The code for each client is located in the directory client
. The code for the proof-of-concept iOS app is at client/ios
and is structured as a typical CocoaPods project. If the proto files are edited, run make setup
afterwards to recompile with protoc
. Note that the proto files located at proto
, not client/docs/proto
, should be edited.
- asymmetric-key encryption: An encryption algorithm that uses one key to encrypt data and a different key to decrypt the same data. The key used to encrypt the data is usually referred to as the public key because it is usually public knowledge. The key used for decryption is usually called the private key. This is usually used when you want to encrypt data for someone else to decrypt. See Wikipedia for more info.
- master password: The password used to login to Kript and encrypt data.
- password manager: A program that stores secure data like passwords.
- private key: In asymmetric-key encryption, the key that is used to decrypt data.
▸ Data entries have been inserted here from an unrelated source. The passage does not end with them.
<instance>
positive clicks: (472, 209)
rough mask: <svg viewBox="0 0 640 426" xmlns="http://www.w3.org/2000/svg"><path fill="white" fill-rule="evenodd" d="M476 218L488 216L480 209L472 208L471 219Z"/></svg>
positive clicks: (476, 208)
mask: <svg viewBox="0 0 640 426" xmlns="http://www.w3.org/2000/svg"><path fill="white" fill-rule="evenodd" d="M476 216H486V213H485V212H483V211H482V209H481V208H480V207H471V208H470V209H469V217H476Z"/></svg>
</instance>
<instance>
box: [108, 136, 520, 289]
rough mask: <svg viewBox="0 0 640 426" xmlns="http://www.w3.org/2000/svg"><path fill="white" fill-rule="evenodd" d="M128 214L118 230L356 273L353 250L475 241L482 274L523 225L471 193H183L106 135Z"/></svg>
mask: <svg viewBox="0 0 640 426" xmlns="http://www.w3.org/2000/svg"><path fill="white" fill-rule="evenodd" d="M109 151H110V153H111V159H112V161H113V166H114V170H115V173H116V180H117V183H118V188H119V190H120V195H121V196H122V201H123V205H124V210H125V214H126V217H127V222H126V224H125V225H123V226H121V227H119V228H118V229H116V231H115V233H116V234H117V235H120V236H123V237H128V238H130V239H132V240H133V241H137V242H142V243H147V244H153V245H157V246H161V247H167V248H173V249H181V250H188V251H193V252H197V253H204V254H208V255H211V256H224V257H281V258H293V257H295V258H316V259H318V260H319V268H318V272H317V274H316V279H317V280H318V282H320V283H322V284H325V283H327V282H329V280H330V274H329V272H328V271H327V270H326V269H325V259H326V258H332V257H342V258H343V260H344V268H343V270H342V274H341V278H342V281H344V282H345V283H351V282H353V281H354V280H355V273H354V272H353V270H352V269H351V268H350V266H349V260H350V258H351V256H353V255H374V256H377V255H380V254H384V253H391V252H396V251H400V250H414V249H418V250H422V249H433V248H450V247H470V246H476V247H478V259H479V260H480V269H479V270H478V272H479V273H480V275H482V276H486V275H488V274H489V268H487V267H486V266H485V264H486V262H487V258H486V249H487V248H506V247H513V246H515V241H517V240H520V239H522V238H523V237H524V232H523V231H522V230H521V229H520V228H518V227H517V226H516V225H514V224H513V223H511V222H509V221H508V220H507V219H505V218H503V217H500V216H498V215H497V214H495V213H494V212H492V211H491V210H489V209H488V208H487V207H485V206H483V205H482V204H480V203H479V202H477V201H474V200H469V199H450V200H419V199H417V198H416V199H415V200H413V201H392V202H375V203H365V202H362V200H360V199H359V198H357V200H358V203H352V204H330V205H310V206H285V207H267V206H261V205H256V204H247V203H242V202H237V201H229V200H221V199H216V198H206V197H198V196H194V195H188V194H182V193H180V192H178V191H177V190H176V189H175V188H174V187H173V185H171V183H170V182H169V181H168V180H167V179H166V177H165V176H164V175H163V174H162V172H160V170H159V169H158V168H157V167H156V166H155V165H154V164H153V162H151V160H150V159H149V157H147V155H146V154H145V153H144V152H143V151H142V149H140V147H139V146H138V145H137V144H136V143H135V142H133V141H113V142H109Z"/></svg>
It is not publicly known, as that would defeat the purpose of encrypting the data.
- public key: In asymmetric-key encryption, the key that is used to encrypt data. It is usually publicly known since it does not give any ability to decrypt the data.
- symmetric-key encryption: An encryption algorithm that uses the same key to encrypt and decrypt data. This is usually used when you want to encrypt data that only you can decrypt. See Wikipedia for more info.